Dancing skeletons are depicted on a fragment of an unpublished cup from the first half of the I century AD found in 2019 during excavations in the antique city of Heraclea Sintica near the village of Rupite, Petrich municipality, SW corner of Bulgaria. Probably the cup was deliberately made of a very light gray clay to resemble silver. Around the new era, Roman rich people were feasting with silver vessels decorated with cheerful skeletons. Thus, they demonstrated luxury by following the maxim of “We are all mortal and let us remember this as we indulge in the delight!” Such skeletons can be seen on two silver cups of the famous Boscoreale treasure, which is kept in the Louvre and was shown in an exhibition in the National Archaeological Museum in Sofia in 2015. On one of them are read inscriptions such as: “Enjoy while you live, tomorrow is uncertain!”, “Life is theater!” and on the other ‒ “Be cheerful while you are alive!” and the ironic” Honor holy rubbish!” The treasure is called thus after the name of the place where it was found – near the Roman cities of Pompeii and Herculaneum buried by the eruption of Mount Vesuvius in AD 79.

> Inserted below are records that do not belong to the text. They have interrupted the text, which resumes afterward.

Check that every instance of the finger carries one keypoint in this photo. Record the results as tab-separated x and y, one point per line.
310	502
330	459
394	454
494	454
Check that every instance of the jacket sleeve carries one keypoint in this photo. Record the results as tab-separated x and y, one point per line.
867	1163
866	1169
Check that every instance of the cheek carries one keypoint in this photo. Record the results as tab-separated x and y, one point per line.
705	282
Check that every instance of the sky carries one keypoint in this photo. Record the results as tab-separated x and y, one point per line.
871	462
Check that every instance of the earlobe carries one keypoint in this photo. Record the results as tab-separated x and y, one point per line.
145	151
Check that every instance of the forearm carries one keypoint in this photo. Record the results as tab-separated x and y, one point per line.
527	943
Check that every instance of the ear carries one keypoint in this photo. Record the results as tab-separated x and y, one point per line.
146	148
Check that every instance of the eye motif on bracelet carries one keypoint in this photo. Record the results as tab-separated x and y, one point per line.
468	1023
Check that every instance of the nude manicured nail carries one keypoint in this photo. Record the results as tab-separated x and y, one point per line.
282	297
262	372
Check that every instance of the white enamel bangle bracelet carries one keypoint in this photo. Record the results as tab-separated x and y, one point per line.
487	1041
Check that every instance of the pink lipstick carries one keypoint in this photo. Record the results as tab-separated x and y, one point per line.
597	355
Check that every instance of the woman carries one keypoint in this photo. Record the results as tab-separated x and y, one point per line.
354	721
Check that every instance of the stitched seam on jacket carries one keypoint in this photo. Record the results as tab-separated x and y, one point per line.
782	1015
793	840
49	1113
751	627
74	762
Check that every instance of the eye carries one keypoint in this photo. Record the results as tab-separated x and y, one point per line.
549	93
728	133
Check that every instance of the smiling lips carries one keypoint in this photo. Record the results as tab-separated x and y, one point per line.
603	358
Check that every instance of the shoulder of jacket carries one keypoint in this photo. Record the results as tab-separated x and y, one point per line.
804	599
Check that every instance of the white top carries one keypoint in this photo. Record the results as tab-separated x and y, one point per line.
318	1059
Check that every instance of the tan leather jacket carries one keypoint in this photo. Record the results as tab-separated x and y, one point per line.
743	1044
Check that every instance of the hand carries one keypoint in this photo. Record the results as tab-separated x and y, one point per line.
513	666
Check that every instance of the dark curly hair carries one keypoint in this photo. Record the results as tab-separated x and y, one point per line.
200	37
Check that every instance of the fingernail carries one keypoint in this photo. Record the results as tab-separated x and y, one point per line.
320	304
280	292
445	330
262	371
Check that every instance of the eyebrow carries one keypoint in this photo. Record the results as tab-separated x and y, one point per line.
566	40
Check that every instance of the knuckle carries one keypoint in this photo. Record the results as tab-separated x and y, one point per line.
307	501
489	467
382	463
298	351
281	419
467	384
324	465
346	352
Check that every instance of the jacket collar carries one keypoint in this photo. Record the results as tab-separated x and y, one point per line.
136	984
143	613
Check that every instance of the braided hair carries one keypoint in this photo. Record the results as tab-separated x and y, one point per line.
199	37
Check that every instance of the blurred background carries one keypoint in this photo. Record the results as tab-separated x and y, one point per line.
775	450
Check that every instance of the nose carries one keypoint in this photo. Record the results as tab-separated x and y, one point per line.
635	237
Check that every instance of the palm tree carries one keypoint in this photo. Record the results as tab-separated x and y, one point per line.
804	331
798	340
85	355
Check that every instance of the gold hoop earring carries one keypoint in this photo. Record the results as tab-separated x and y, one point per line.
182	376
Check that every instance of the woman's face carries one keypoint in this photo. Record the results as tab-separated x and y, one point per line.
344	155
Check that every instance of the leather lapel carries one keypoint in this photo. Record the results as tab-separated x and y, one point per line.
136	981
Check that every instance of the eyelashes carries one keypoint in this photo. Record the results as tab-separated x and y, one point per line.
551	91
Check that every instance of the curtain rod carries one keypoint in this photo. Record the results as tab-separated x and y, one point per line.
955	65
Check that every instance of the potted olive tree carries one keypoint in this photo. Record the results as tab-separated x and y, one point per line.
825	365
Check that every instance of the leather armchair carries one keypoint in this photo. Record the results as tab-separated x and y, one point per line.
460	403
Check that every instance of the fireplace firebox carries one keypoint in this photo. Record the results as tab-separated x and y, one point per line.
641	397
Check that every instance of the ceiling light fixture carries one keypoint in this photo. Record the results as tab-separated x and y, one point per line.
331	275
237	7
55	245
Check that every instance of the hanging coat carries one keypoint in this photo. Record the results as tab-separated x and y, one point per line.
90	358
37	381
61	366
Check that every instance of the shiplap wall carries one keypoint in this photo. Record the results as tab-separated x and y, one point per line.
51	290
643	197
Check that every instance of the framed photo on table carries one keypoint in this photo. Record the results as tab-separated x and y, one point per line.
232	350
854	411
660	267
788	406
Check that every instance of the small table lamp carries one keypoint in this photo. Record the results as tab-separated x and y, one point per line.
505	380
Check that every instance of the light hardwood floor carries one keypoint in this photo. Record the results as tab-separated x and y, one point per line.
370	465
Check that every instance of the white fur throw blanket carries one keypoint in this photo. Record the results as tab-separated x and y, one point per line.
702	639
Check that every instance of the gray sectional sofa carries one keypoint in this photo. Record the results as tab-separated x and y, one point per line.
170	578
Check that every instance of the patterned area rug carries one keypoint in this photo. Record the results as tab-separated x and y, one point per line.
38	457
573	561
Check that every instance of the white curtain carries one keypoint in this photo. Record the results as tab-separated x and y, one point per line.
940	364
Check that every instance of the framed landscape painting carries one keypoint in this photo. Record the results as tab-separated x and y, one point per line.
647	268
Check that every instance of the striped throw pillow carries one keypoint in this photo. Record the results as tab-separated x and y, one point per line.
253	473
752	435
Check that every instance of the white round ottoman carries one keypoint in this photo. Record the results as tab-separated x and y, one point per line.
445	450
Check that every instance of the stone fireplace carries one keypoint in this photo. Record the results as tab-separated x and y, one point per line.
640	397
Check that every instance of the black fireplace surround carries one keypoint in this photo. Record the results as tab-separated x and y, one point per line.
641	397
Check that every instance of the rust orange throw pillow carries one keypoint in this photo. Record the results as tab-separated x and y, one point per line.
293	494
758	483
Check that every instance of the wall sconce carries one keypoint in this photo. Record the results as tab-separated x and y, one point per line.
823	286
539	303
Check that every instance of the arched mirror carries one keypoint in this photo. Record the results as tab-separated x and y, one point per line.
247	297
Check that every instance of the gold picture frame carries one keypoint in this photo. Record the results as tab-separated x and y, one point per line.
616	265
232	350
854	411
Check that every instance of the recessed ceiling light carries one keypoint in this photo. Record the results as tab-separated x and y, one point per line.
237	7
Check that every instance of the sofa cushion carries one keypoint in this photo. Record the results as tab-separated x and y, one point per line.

Not only the owners of this set were fascinated by fashion to justify their extravagance with a reminder of the brevity of earthly pleasures. Roman authors such as Pliny the Elder condemned the ostentation and the empty splendor. The epigraphist Nicolay Sharankov (Sofia University) finds the following sentences in Pliny’s Naturalis Historia, published two years before the powerful eruption of Vesuvius: “…My God, Pompeius Paullinus, the son of a member of the equestrian class from Arelate (present-day Arles), whose paternal ancestors dressed with animal skins, carried with him in the army 12 000 lb of silver (ca. 3960 kg), moreover during the campaigns against the most bloodthirsty tribes… ” Nicolay Sharankov recalled that in BC 161 Roman Senate ordered more prominent citizens to limit their costs for feasts, not to serve imported wine, and the total weight of the silver vessels they used would not exceed 100 lb (33 kg). In this sense is a significant scene in Petronius’ “Satyrikon”: “… As we drank and diligently praised the luxury, a slave brought a silver skeleton, assembled so that his joints and bones were freely rotated in all directions. After throwing it once or twice on the table and its tied elements formed different figures, Trimalchio exclaimed: “How miserable we are! Woe to us, man is so insignificant! We will all be like this when the Underworld God takes us. So, as long as we are okay, let us go into life!” This philosophy and the justification with its fashion to be spent on ever more expensive and exquisite silverware found easy followers among the richest. For those with modest means, they rushed to emulate them, leaving less expensive imitations. Probably this is the case with the fragment of the light gray clay cup, found at the forum of Heraclea Sintica, considers the head of the excavations Assoc. Prof. Dr. Lyudmil Vagalinski.